Sam fume beaucoup. Un effet secondaire de la clinique, ou le temps s’écoule à petits pas, donnant de multiple occasion de céder à la tentation d’une pause clope, mais aussi une tentative de compenser le cannabis qu’il ne peut plus fumer. Même le CBD c’est interdit ici. Alors il les enchaîne un peu, essayant d’apaiser le manque avec les moyens du bord. Je viens avec lui. Le temps est doux ; le soleil donne des reflets moirés aux boucles de Sam et je le dévore du regard. J’ai eu si peur, chaque instant que je passe avec lui est un petit miracle.

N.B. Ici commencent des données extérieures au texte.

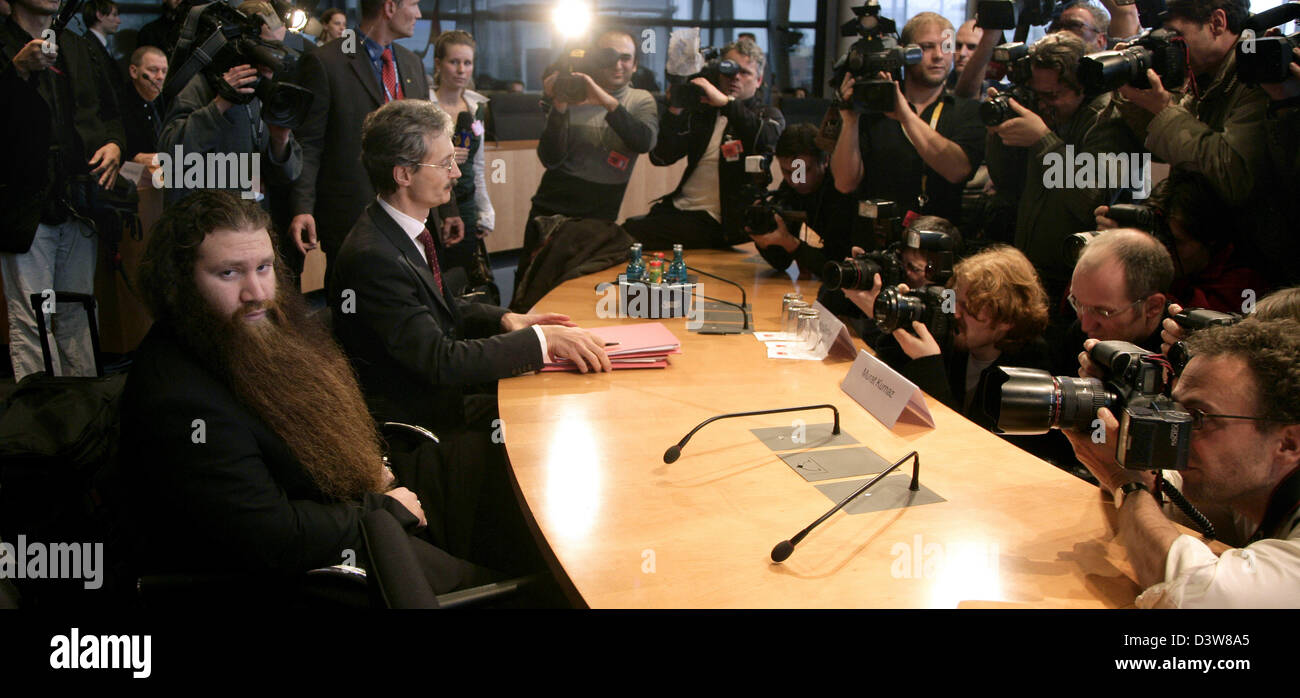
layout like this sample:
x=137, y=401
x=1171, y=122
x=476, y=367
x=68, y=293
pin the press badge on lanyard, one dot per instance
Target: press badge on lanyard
x=732, y=150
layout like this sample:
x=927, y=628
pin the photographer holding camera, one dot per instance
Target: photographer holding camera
x=714, y=135
x=207, y=117
x=596, y=128
x=1242, y=391
x=64, y=152
x=1197, y=229
x=926, y=147
x=806, y=187
x=999, y=316
x=1022, y=148
x=1118, y=290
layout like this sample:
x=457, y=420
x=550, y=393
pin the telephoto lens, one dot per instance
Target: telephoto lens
x=1028, y=400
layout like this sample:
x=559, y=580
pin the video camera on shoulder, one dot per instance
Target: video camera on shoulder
x=684, y=95
x=876, y=51
x=1155, y=432
x=759, y=216
x=216, y=38
x=1160, y=50
x=571, y=89
x=1192, y=320
x=1268, y=59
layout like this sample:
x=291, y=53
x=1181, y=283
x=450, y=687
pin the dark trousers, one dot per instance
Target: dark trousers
x=666, y=226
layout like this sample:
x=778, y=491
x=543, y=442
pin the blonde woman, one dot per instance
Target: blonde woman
x=454, y=65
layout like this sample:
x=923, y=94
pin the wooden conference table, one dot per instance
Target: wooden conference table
x=628, y=530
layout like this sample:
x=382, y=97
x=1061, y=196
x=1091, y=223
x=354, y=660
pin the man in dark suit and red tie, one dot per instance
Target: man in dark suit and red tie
x=417, y=350
x=350, y=77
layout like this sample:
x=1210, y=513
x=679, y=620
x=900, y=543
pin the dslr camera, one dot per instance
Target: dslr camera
x=572, y=89
x=858, y=272
x=222, y=38
x=1266, y=59
x=876, y=51
x=1192, y=320
x=685, y=95
x=1158, y=48
x=1155, y=432
x=1014, y=59
x=896, y=310
x=759, y=215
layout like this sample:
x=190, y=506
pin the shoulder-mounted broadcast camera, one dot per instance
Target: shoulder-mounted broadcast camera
x=1158, y=48
x=1155, y=432
x=216, y=38
x=876, y=51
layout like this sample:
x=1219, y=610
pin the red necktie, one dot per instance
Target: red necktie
x=391, y=90
x=430, y=252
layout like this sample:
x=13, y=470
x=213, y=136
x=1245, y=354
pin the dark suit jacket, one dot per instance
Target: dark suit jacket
x=237, y=499
x=414, y=349
x=757, y=126
x=333, y=185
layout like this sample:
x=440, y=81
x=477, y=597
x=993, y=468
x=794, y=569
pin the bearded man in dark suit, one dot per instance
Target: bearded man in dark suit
x=246, y=442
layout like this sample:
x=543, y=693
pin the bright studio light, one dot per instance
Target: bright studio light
x=571, y=18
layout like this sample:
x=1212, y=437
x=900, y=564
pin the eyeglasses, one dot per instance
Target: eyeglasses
x=1199, y=417
x=1103, y=313
x=449, y=164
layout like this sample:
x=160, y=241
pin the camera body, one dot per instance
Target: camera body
x=896, y=310
x=1160, y=50
x=1155, y=432
x=685, y=95
x=225, y=38
x=758, y=216
x=572, y=89
x=1192, y=320
x=876, y=51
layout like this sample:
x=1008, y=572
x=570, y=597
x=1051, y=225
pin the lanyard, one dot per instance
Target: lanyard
x=934, y=124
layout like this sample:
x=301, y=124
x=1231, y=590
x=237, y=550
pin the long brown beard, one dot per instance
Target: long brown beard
x=289, y=371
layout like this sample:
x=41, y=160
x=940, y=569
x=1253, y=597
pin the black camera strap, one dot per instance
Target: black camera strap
x=1282, y=506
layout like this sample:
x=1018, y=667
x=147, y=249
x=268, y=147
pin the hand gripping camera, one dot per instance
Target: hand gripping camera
x=1155, y=432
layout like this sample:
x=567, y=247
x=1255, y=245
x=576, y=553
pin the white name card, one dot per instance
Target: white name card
x=883, y=391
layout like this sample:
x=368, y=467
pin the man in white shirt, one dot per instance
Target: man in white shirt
x=1243, y=390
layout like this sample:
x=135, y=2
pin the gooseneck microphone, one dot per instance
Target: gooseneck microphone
x=744, y=298
x=674, y=451
x=785, y=549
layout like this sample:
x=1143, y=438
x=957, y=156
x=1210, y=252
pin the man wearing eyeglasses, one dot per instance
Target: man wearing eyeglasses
x=1118, y=290
x=1243, y=469
x=419, y=351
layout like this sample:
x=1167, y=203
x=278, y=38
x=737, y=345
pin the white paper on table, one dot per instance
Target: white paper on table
x=883, y=391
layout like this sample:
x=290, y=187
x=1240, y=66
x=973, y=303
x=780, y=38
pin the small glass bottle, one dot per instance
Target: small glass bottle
x=677, y=269
x=636, y=268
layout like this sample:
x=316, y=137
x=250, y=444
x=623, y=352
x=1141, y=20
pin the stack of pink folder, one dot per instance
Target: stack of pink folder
x=645, y=345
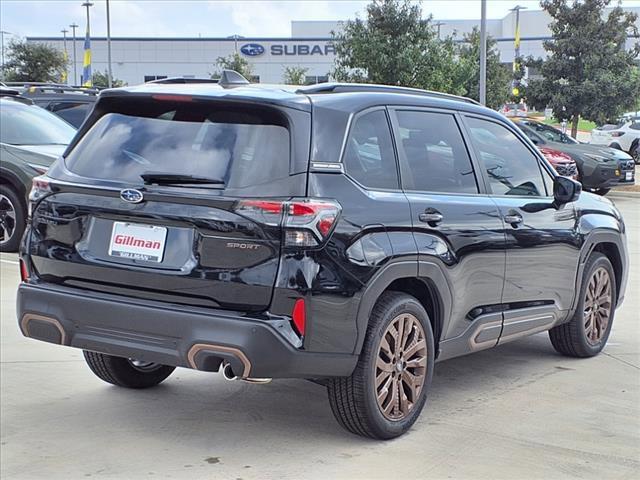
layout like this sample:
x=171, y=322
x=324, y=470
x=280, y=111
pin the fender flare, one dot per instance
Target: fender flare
x=405, y=268
x=593, y=239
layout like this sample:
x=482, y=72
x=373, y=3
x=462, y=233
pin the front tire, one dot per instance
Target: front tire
x=586, y=334
x=386, y=392
x=125, y=372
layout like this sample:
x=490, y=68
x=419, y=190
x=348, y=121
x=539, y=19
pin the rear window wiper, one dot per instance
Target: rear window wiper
x=178, y=179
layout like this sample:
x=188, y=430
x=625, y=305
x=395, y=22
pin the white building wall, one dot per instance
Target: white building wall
x=134, y=58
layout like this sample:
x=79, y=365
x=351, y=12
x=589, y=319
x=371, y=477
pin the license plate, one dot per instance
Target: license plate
x=138, y=242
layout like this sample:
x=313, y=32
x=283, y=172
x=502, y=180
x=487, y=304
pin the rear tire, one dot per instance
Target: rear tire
x=586, y=334
x=386, y=392
x=126, y=373
x=13, y=219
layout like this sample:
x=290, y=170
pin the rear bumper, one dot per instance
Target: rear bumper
x=168, y=334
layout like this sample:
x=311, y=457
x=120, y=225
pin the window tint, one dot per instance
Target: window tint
x=437, y=160
x=369, y=156
x=243, y=149
x=511, y=168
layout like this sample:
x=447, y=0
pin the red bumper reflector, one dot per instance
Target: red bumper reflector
x=299, y=316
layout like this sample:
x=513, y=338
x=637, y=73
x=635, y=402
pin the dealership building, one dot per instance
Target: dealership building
x=139, y=59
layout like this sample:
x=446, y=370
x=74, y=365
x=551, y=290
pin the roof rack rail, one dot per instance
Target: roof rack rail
x=365, y=87
x=231, y=79
x=183, y=80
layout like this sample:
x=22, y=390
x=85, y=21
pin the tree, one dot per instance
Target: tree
x=589, y=73
x=498, y=75
x=34, y=62
x=395, y=46
x=294, y=75
x=101, y=79
x=234, y=62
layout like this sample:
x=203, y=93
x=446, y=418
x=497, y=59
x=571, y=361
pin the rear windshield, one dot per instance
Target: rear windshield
x=241, y=149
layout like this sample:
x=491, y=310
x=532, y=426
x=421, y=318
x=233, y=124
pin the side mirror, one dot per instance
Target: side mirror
x=565, y=190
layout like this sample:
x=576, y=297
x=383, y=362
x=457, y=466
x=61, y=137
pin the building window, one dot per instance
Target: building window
x=149, y=78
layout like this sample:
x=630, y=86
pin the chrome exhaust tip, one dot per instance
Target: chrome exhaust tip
x=227, y=372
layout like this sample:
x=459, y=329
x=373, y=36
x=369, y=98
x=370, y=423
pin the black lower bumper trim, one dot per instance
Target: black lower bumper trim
x=168, y=334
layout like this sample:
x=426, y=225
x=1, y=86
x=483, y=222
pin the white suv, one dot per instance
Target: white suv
x=624, y=136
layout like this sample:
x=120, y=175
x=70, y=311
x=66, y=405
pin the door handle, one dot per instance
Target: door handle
x=513, y=218
x=430, y=216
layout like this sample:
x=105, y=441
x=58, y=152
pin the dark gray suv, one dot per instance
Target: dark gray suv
x=349, y=234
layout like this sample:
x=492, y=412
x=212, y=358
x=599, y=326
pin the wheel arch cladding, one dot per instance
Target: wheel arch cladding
x=431, y=290
x=610, y=250
x=423, y=290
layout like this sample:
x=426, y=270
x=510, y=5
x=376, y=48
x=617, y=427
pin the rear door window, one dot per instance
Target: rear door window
x=369, y=157
x=435, y=155
x=511, y=168
x=239, y=148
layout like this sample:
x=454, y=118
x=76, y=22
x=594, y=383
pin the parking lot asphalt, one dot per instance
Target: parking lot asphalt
x=517, y=411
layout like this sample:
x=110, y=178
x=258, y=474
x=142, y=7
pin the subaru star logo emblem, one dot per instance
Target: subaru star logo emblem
x=252, y=49
x=131, y=195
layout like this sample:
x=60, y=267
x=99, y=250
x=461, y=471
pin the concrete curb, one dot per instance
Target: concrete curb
x=623, y=194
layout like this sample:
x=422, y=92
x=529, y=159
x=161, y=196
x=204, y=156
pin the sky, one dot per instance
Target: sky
x=211, y=18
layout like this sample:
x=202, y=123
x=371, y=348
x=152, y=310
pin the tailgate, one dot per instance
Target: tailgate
x=165, y=248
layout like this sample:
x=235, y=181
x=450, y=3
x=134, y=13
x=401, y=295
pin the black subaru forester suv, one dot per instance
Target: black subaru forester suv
x=348, y=234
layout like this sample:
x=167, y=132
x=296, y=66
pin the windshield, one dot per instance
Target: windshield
x=22, y=124
x=238, y=150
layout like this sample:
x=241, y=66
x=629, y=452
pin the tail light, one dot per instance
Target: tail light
x=299, y=316
x=24, y=272
x=40, y=187
x=306, y=222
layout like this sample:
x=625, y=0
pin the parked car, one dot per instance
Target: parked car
x=599, y=168
x=623, y=136
x=561, y=162
x=514, y=110
x=636, y=153
x=30, y=140
x=266, y=231
x=72, y=104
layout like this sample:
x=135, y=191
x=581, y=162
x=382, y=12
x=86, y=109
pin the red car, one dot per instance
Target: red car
x=563, y=163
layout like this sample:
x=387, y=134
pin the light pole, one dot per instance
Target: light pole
x=73, y=27
x=109, y=75
x=483, y=52
x=517, y=9
x=86, y=63
x=66, y=55
x=2, y=33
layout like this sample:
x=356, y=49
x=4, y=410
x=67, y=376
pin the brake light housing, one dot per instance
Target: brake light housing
x=306, y=222
x=299, y=316
x=40, y=187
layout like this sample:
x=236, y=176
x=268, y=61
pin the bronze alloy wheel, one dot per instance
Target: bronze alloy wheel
x=401, y=366
x=597, y=306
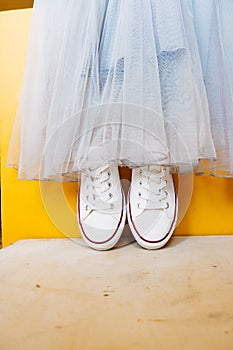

Entre deux sorties, je m’installe dans une chaise avec ma guitare. J’ai la gorge sèche et l’estomac noué. J’ai une chanson pour lui. J’entonne, la voix un peu tremblante :

Wherever you are

Whatever you’ll do

I’ll be next to you,

I’ll be proud of you.

I hope you make the weird choice,

I hope you make the wrong choice,

I just hope you make a choice that’s yours

As long as you are you, I’ll be with you

I love everything you do,

I’ll love anything you’ll be

If I could be someone to you,

I’d feel special, I’d feel free

Wherever you are

Whatever you’ll do

I’ll be next to you,

I’ll be proud of you.

Your freckles are my constellation,

My love is in perpetual extension,

I want no other space than the one you’re in,

No other spaceship than the one we live in

And I love all the things you do,

I adore the life we’re in

I can’t wait to see what’s next

‘Cause I’ll live it next to you

Wherever you are

Whatever you’ll do

I’ll be next to you,

I’ll be proud of you.

La chanson s’achève sur un accord mineur. J’ai les joues rouges et le regard fuyant, alors je ne vois rien venir. Sam a pris ma main. Sam a caressé ma joue, guidant mon visage vers le sien. Et Sam m’a embrassé.